キーシンによる気高きモーツァルトとシューマン
★★★★★
着実に録音活動をこなしているキーシンのモーツァルトとシューマンの協奏曲。リリースされてみると、なるほど、と思うほどにキーシンの個性が引き出された演奏であり、それに適した楽曲だったのだと思う。キーシンの演奏は、例えば、以前弾いていたシューベルトのソナタなどは幾分型にはまりすぎて、単調な物憂さが残ったけれど、このモーツァルトとシューマンは実に良い。

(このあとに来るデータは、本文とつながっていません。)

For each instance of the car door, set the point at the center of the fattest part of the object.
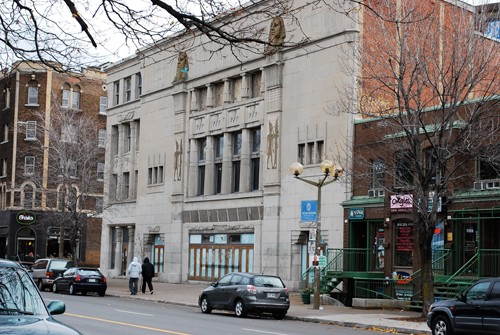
(219, 293)
(491, 310)
(469, 311)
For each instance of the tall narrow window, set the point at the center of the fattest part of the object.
(103, 105)
(102, 138)
(219, 150)
(33, 93)
(128, 89)
(66, 96)
(202, 156)
(138, 81)
(126, 185)
(255, 159)
(4, 167)
(30, 130)
(100, 171)
(378, 174)
(404, 172)
(75, 98)
(5, 133)
(237, 139)
(301, 153)
(29, 165)
(116, 91)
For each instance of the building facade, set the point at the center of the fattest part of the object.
(200, 144)
(31, 199)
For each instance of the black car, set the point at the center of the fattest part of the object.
(22, 310)
(246, 293)
(46, 270)
(81, 279)
(476, 311)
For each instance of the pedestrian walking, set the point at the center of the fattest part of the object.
(148, 272)
(134, 271)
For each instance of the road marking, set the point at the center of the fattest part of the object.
(126, 324)
(262, 331)
(130, 312)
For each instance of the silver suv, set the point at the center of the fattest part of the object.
(46, 270)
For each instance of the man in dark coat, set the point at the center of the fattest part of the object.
(148, 272)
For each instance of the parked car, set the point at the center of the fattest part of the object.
(22, 309)
(46, 270)
(476, 311)
(246, 293)
(81, 279)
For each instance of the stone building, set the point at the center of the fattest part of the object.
(200, 144)
(31, 195)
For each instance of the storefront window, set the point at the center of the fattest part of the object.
(404, 244)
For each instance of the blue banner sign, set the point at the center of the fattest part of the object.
(309, 210)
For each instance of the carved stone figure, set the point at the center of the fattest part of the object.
(277, 34)
(182, 67)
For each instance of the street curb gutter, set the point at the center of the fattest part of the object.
(304, 319)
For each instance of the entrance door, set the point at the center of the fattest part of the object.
(470, 241)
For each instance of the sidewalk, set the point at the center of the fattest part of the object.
(187, 294)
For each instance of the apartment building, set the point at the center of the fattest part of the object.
(43, 188)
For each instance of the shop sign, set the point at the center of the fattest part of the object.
(401, 202)
(25, 218)
(356, 213)
(309, 210)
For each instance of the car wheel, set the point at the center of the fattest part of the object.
(240, 309)
(279, 315)
(205, 305)
(441, 326)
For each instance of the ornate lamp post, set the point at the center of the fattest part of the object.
(328, 169)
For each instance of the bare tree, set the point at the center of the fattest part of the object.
(76, 33)
(431, 76)
(70, 179)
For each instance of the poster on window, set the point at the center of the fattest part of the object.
(404, 236)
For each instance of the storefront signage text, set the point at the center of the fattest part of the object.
(401, 202)
(356, 214)
(25, 218)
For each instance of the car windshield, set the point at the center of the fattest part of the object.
(263, 281)
(60, 265)
(18, 294)
(88, 272)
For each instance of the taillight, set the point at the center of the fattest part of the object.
(252, 289)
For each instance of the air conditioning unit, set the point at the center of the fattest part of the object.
(478, 186)
(376, 193)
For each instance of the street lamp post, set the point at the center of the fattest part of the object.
(328, 169)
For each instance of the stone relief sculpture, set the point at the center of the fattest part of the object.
(178, 160)
(277, 34)
(272, 145)
(182, 66)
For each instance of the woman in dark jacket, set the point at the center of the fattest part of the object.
(148, 272)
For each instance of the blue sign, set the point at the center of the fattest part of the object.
(356, 213)
(309, 210)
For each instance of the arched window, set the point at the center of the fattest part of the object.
(33, 92)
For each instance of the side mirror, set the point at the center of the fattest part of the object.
(56, 307)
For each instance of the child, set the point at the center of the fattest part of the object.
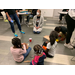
(50, 47)
(39, 56)
(38, 22)
(18, 50)
(62, 32)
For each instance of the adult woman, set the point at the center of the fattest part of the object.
(70, 19)
(38, 22)
(12, 15)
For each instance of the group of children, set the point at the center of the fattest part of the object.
(21, 50)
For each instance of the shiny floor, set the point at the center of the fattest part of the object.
(63, 55)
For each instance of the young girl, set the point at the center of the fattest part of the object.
(50, 47)
(18, 50)
(39, 56)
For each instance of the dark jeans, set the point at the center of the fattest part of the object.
(70, 28)
(60, 17)
(26, 54)
(28, 17)
(20, 17)
(45, 44)
(14, 17)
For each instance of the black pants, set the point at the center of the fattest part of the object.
(20, 17)
(60, 17)
(45, 44)
(70, 28)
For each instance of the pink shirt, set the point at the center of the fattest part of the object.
(18, 53)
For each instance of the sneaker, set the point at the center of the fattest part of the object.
(68, 46)
(15, 35)
(22, 32)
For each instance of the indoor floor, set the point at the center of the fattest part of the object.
(63, 55)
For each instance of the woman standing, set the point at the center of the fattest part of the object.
(12, 15)
(70, 19)
(38, 22)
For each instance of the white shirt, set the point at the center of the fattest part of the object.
(51, 48)
(71, 13)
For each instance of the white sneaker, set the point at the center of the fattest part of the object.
(68, 46)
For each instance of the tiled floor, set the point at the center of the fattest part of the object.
(62, 57)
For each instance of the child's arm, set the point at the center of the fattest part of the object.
(35, 60)
(23, 51)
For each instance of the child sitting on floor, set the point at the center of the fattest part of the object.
(19, 51)
(39, 56)
(49, 48)
(62, 32)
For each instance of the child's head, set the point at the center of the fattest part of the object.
(57, 29)
(53, 36)
(16, 42)
(38, 49)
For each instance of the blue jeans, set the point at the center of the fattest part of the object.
(26, 54)
(14, 17)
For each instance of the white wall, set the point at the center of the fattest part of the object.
(47, 12)
(55, 14)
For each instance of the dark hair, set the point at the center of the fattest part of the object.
(38, 49)
(57, 29)
(53, 36)
(16, 42)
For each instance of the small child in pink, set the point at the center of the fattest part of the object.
(39, 56)
(18, 50)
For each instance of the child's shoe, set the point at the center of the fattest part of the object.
(22, 32)
(15, 35)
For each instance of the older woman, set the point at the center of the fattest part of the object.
(38, 22)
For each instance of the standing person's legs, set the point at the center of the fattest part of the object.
(28, 17)
(70, 29)
(18, 23)
(20, 17)
(60, 17)
(26, 54)
(12, 24)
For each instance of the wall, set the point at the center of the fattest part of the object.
(55, 14)
(47, 12)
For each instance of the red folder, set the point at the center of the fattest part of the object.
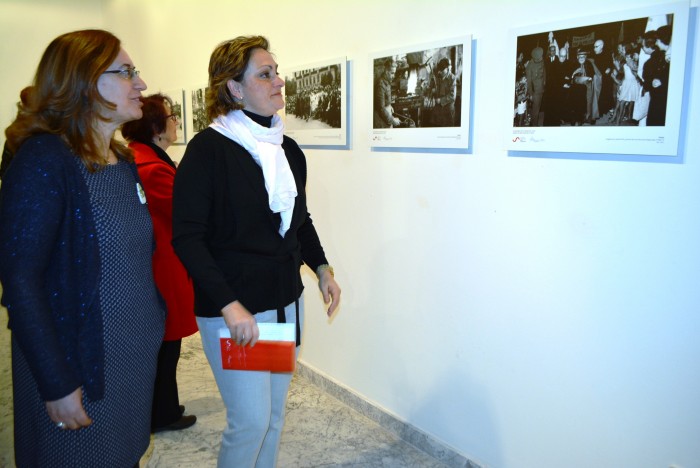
(274, 351)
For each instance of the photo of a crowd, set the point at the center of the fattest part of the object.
(418, 89)
(313, 98)
(610, 74)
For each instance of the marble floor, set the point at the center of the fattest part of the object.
(320, 431)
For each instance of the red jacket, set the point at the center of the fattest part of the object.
(171, 278)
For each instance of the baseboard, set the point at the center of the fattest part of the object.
(391, 423)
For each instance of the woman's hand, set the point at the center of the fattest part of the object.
(68, 412)
(330, 290)
(241, 324)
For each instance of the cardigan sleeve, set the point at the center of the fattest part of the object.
(32, 204)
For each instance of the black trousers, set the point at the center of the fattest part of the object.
(166, 403)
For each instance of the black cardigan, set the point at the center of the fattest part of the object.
(226, 235)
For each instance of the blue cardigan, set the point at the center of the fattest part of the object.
(49, 268)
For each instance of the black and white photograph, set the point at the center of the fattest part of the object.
(198, 110)
(178, 109)
(618, 80)
(315, 103)
(421, 95)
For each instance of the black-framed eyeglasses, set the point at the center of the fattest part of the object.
(125, 73)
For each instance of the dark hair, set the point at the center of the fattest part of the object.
(229, 61)
(152, 123)
(64, 99)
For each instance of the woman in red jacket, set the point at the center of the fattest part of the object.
(149, 137)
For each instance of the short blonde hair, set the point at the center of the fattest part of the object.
(229, 61)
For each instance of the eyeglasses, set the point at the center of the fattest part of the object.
(125, 73)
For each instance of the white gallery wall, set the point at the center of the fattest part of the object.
(528, 312)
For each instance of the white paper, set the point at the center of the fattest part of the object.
(269, 332)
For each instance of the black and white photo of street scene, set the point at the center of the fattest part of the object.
(199, 110)
(607, 74)
(313, 98)
(419, 89)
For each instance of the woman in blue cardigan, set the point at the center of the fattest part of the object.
(85, 317)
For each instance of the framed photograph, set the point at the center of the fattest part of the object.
(420, 96)
(178, 97)
(605, 84)
(316, 103)
(197, 120)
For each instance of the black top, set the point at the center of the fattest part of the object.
(226, 235)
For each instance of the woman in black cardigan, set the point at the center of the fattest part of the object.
(242, 230)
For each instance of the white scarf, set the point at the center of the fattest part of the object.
(265, 145)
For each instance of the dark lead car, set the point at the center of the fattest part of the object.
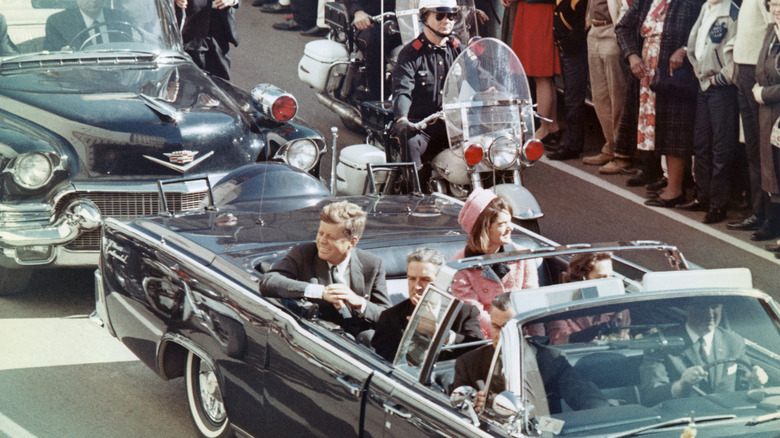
(87, 129)
(181, 292)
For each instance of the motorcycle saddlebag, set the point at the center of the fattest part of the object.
(336, 15)
(377, 114)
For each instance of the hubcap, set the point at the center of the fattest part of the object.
(210, 395)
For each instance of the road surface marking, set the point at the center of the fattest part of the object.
(670, 213)
(57, 342)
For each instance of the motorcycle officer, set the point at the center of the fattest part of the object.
(418, 83)
(369, 40)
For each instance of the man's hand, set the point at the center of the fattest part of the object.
(637, 65)
(403, 127)
(757, 378)
(676, 61)
(362, 20)
(340, 294)
(690, 377)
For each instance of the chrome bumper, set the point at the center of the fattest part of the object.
(37, 245)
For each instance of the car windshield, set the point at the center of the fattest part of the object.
(642, 361)
(81, 26)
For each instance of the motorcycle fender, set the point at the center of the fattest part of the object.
(451, 167)
(524, 205)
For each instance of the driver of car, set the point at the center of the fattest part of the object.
(707, 364)
(63, 27)
(418, 83)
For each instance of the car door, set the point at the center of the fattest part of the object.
(313, 383)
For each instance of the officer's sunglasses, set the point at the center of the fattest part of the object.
(452, 16)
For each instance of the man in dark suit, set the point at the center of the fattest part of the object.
(64, 26)
(560, 380)
(7, 46)
(348, 283)
(422, 265)
(208, 31)
(689, 373)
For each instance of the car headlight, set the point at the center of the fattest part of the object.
(32, 170)
(302, 154)
(503, 152)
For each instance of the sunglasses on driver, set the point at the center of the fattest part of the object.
(452, 16)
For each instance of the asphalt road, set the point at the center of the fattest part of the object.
(62, 376)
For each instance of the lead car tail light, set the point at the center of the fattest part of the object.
(272, 101)
(473, 154)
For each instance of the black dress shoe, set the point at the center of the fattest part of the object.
(315, 31)
(766, 232)
(714, 216)
(563, 154)
(751, 222)
(288, 24)
(553, 139)
(665, 203)
(275, 8)
(657, 185)
(694, 205)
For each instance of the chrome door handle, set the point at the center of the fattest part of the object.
(396, 410)
(353, 388)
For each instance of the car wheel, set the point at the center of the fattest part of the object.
(13, 281)
(204, 397)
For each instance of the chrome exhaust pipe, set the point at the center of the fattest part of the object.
(341, 110)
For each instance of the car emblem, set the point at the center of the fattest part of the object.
(181, 157)
(180, 161)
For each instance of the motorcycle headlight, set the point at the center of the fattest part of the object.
(32, 170)
(302, 154)
(503, 152)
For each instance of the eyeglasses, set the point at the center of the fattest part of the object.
(452, 16)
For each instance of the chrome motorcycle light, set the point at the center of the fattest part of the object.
(272, 101)
(32, 170)
(302, 154)
(503, 152)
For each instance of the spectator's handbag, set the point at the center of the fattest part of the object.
(774, 138)
(682, 81)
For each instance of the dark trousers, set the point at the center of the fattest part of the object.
(715, 141)
(369, 42)
(748, 109)
(574, 68)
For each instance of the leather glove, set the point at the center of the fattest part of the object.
(404, 128)
(594, 331)
(757, 89)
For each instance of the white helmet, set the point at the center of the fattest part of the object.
(446, 6)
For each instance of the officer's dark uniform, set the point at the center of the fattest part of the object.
(418, 81)
(369, 42)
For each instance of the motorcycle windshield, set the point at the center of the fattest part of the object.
(486, 97)
(408, 16)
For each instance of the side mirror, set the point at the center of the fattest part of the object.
(463, 399)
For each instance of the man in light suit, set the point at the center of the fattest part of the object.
(560, 380)
(347, 283)
(688, 373)
(64, 26)
(422, 265)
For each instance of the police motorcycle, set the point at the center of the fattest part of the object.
(336, 68)
(489, 116)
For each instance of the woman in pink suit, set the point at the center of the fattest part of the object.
(487, 219)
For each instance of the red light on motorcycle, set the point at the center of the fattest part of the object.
(534, 149)
(284, 108)
(473, 154)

実際、キーシンのピアニズムはモーツァルトによく合うだろう。きわめて平衡感覚の強い音感と、しなやかなピアニスティック、そしておそらくつねにその音楽性を支えている古典的な教養があると思う。そうして引き出されるモーツァルトの世界は、なかなかいい意味で辛口で、「大人のモーツァルト」になっている。いわゆる「遊戯性」のようなものはほとんど感じられないが、純粋に突き詰められた音楽で、高貴な香りと崇高な気品がある。デイヴィスの指揮もそれにあわせたのだろうか、かつての彼に比べると、いくぶんシックな色合いで、落ち着いた、部分的に固めなサウンドである。
ロマン派の代表的なピアノ協奏曲といえるシューマンでも、キーシンとデイヴィスのアプローチはモーツァルトと共通しており、そこでは自由な華やかさより、拘束のもたらす規律正しい気品に満ちている。全般を通してライヴ録音とは思えないほどの客観視を感じるのもこの演奏の特徴だろう。オーケストラのサウンドもそれぞれの楽器がその役割に徹した感があり、禁欲的ともいえる響きであるが、それゆえの内省的な美しさが隅々まで満ちている。私にとってキーシンの演奏の新しい領域を感じる一枚となった。